命令主文   被申立人は、申立人が平成29年1月6日付けで申し入れた団体交渉に応じなければならない。 
判断の要旨  (争点) 29.1.6団交申入れに対する会社の対応は、正当な理由のない団交拒否に当たるか。

1 29.1.6団交申入れの協議事項が義務的団交事項に当たるかについて
 29.1.6団交申入書には、協議事項として、①28.12.26メールについてという記載と、同メールが精神的な攻撃でありパワハラに当たる旨の記載があったこと、②会社貸与の携帯電話についてという記載と、携帯電話の着信が休日で確認できなかったこと及び今後の就業時間外の携帯電話の取扱いについての記載があったこと、が認められる。
 28.12.26メールについてという協議事項は、組合が、会社に対し、28.12.26メールによりA2組合員が精神的な攻撃であるパワハラを受けたとして申し入れ、団交においてA2組合員の職場環境の整備や改善を求める事項であるといえる。そうであれば、上記①の協議事項は、労働者の待遇に関する事項であるというのが相当で、義務的団交事項に当たるといえる。
 この点、会社は、28.12.26メールは、内容からも送信先からもパワハラには該当せず、28.12.26メールをパワハラと位置付ける組合の主張は失当である旨主張する。しかし、28.12.26メールには、会社から見たA2組合員の行動、反省の色もうかがえず、責任感をもって仕事に取り組んでいるとは言い難い等のA2組合員の姿勢への評価、改善が見られない場合の会社の対応として業務・役割自体の見直しも考えざるを得ない旨の会社の見解、今後への要望等が記載されていることや、人事担当者を含む複数名に送付されていることが認められ、これらのことからすれば、同メールをA2組合員がパワハラと感じたとの主張が全く根拠のない主張であるとまではいえない。
 そうだとすれば、組合がそれをパワハラと位置付けて団交を求めている以上、会社は労働者の待遇に関する事項を協議事項とする団交申入れを受けたのであるから、本件申立てにおいて行った事実関係等の主張を、団交において組合に対して述べるべきであったといえる。
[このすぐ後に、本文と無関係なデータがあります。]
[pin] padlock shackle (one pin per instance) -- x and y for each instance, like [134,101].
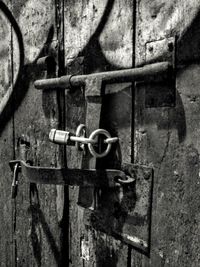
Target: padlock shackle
[145,73]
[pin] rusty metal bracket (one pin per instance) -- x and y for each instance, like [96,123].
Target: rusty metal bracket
[75,177]
[127,216]
[145,73]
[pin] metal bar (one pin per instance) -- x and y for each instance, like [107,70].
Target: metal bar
[64,176]
[127,75]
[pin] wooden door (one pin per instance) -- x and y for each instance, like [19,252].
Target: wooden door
[46,224]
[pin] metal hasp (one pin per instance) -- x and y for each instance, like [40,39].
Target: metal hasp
[147,73]
[127,217]
[75,177]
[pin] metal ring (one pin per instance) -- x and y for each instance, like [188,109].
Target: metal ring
[80,132]
[91,148]
[111,140]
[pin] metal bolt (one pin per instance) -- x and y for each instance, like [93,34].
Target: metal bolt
[147,175]
[170,46]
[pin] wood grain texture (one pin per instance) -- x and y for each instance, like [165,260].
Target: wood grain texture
[6,144]
[166,138]
[96,32]
[38,234]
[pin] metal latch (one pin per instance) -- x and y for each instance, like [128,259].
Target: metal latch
[146,73]
[126,217]
[80,139]
[76,177]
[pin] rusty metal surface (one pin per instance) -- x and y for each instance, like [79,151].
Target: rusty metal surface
[127,217]
[74,177]
[146,73]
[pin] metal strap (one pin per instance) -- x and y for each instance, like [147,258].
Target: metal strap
[64,176]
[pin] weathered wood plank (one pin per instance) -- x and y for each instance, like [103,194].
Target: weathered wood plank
[166,138]
[102,33]
[38,232]
[6,144]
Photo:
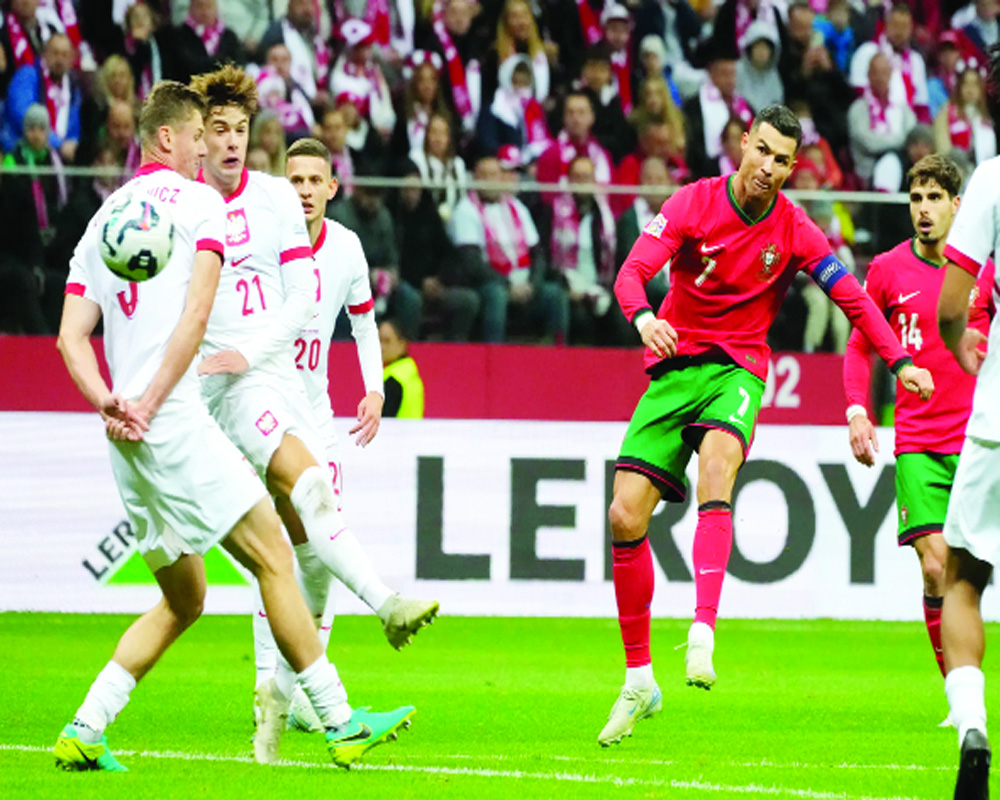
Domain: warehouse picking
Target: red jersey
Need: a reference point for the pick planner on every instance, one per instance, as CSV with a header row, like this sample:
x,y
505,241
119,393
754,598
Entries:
x,y
729,275
905,287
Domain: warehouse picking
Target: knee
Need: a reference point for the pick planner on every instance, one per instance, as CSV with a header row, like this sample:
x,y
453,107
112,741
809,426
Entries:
x,y
627,523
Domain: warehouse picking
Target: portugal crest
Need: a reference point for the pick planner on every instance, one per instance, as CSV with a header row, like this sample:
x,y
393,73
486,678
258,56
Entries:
x,y
769,257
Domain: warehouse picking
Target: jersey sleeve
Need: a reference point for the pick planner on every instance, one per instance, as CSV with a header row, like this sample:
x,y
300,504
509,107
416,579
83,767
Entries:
x,y
210,222
360,309
658,242
973,233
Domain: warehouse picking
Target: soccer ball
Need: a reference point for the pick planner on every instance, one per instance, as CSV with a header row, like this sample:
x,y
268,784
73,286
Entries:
x,y
137,237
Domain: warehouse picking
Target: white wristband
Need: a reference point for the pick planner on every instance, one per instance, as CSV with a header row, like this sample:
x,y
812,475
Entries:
x,y
853,411
641,319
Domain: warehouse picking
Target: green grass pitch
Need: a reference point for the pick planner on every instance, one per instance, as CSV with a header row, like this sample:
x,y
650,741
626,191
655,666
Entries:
x,y
506,708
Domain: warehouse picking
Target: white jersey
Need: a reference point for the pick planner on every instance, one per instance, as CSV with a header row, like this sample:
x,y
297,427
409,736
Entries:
x,y
140,318
342,282
265,233
974,237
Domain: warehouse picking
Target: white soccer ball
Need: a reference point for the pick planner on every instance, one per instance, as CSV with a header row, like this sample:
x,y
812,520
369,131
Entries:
x,y
137,237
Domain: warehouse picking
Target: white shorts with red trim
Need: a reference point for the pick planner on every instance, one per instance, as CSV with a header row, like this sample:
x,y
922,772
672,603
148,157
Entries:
x,y
184,486
973,519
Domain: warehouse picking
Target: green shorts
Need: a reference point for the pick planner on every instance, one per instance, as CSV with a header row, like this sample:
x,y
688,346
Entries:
x,y
676,411
923,485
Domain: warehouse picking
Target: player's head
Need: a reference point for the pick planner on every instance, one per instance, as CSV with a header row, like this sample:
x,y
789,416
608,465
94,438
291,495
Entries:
x,y
769,149
172,128
935,182
308,170
230,97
 また、上記②の会社貸与の携帯電話についてという協議事項についても、会社は「日常的な労務指揮や業務指導」であり、「労働者の労働条件その他の待遇に関するもの」ではない旨主張するが、A2組合員が会社貸与の携帯電話を就業時間外にどのように取り扱うのかについての事項であり、これは、労働者の労働条件に関する事項であるというのが相当で、義務的団交事項に当たる。
 以上のとおりであるから、29.1.6団交中入れの協議事項が義務的団交事項には当たらないとの会社主張は採用できない。
2 従前の交渉経緯からして労使双方の主張が平行線のままで既に膠着状態であり、これ以上団交を続けても無意味な状態にあった旨の会社の主張について
 組合と会社、C2又はC3との間では、確かに、パワハラに関して団交及び書面のやり取りがかなりの頻度で行われたとはいえるものの、これらで議題となっているパワハラの内容は、会社における訪問営業に係る発言、B2副所長によるA2組合員に対する日報提出や訪間営業の件数に係る指示、営業会議での会社の発言等であり、いずれにおいても、29.1.6団交申入書に記載されている①28.12.26メールがパワハラに当たること、②会社貸与の携帯電話の取扱いに係る協議事項についてのやり取りが行われたと認めることはできない。しかも、29.1.18対C3団交以外は、全て29.1.6団交申入れ以前に行われたものである。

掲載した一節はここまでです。